24.5.15

apo, demirtaş'ın nesi olur?



bir chp'li portresi: geçen gün biriyle görüştüm - aklı başında kadın akademisyenlerimizden biri. "şekerim ne olacak bu milletin eğitimsizliği, bu nedir böyle, çok kötü durumdayız valla," diye başladı daha "merhaba" demeden; metrodan iniyormuş, bekleyenlerden birisi inenlere yol vermemiş, "bekle önce ben bineyim sonra inersin" demiş. evet, tanık olduğumda beni de sinirlendiren birşey bu, ama "halkla ilgili birşey öğrendim bugün: eğitimsizler" diye ağzım dolu dolu anlatacağım birşey de değil. sonra da konuyu seçime getiriverdi, "bu hdp'ye oy vermeyi nasıl düşünebiliyor insanlar anlamıyorum, davutoğlu başımıza erdoğan'ı başkan yapmaya uğraşıyor, demirtaş da apo'yu getirecek tepemize," dedi, "gerçi ben onun böyle yarım türkçeyle çekinmeden konuşmasını sempatik buluyorum, ama o başka bu başka," diye de ekledi. bir yere yetişiyordum, çenemi tuttum, ama bu nasıl bir dünyayı kendinden ibaret sanma, nasıl bir densizlik bilemedim. benim kürt olmadığımı, hdp'ye oy vermediğimi nasıl varsayıyorsun bir defa? demirtaş'ın anadili kürtçe, en az senin kadar türkçe de konuşuyor, bu neyin cakası, aşağılaması?

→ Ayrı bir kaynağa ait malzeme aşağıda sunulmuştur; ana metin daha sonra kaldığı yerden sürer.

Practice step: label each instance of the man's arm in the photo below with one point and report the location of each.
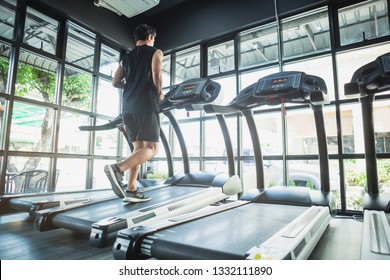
(118, 80)
(157, 72)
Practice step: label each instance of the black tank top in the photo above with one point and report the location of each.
(140, 94)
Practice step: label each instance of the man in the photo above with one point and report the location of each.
(139, 74)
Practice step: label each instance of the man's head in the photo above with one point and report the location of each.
(143, 31)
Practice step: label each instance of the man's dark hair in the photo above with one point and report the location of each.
(142, 31)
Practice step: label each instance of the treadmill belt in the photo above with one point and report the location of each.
(226, 235)
(81, 219)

dün akşam selahattin demirtaş yoğurtçu parkı'ndaydı; güzel canlı müzik vardı, herkesin keyfi yerindeydi, demirtaş da kısa ama hoş bir konuşma yaptı. benim görüşüm, hdp'nin chp seçmenine daha çok çalışması gerektiği yönünde; bunun da ilk ayağı, yukarıdaki örneğin de (çok benzerini duydum tabii) gösterdiği gibi, "apo meselesi"ne açıklık getirmek. chp seçmeninin apo'ya bakışını doğrudan hedeflemeden burada yol alması çok zor hdp'nin. bunun hdp açısından nazik bir konu olduğunu anlıyorum, ama selahattin demirtaş'ın bir hasleti var, herşeyi içtenlikle ve olduğu gibi anlattığını hissettiriyor, bu meseleyi de ondan başka kimse anlatamaz chp'lilere. chp'li olmayanlarımız da faydalanır hem.

(fotoğraf: esra özdoğan)

16.5.15

"mad men"i uğurlarken



mad men bu hafta sona eriyor. bugüne kadar izlediğim en iyi dizilerden biriydi tartışmasız - bunun birden fazla nedeni var, ama en başında sanırım "edebi" oluşu geliyor. bunun da kendi içinde bileşenleri var -karakterler, olay örgüsü, gerilim, isteklerle ihtiyaçların çatışması, diyaloglar, ironi, öngölgeleme vs- ama beni en çok etkileyen, hatta zaman zaman kıskandıran şey bir ayrıntı mantığı. ufak bir hareketin, sözün, bir sahneyi canlandırıvermesi, üç boyutlu kılması. nasıl bir şeyden söz ettiğimin birkaç örneğini vereyim:

don ve betty roma'da, sabah otel odasında uyanıyorlar. "yatağın öbür tarafında yatmak güzelmiş" diyor don. (pekala kendi tarafında yatabilir, ya da öbür tarafta yattığına dair bir yorumda bulunmayabilirdi. oysa bu söz bize hem ilişkilerinin durumu, hem de roma gezisinin anlamı hakkında ipucu veriyor.)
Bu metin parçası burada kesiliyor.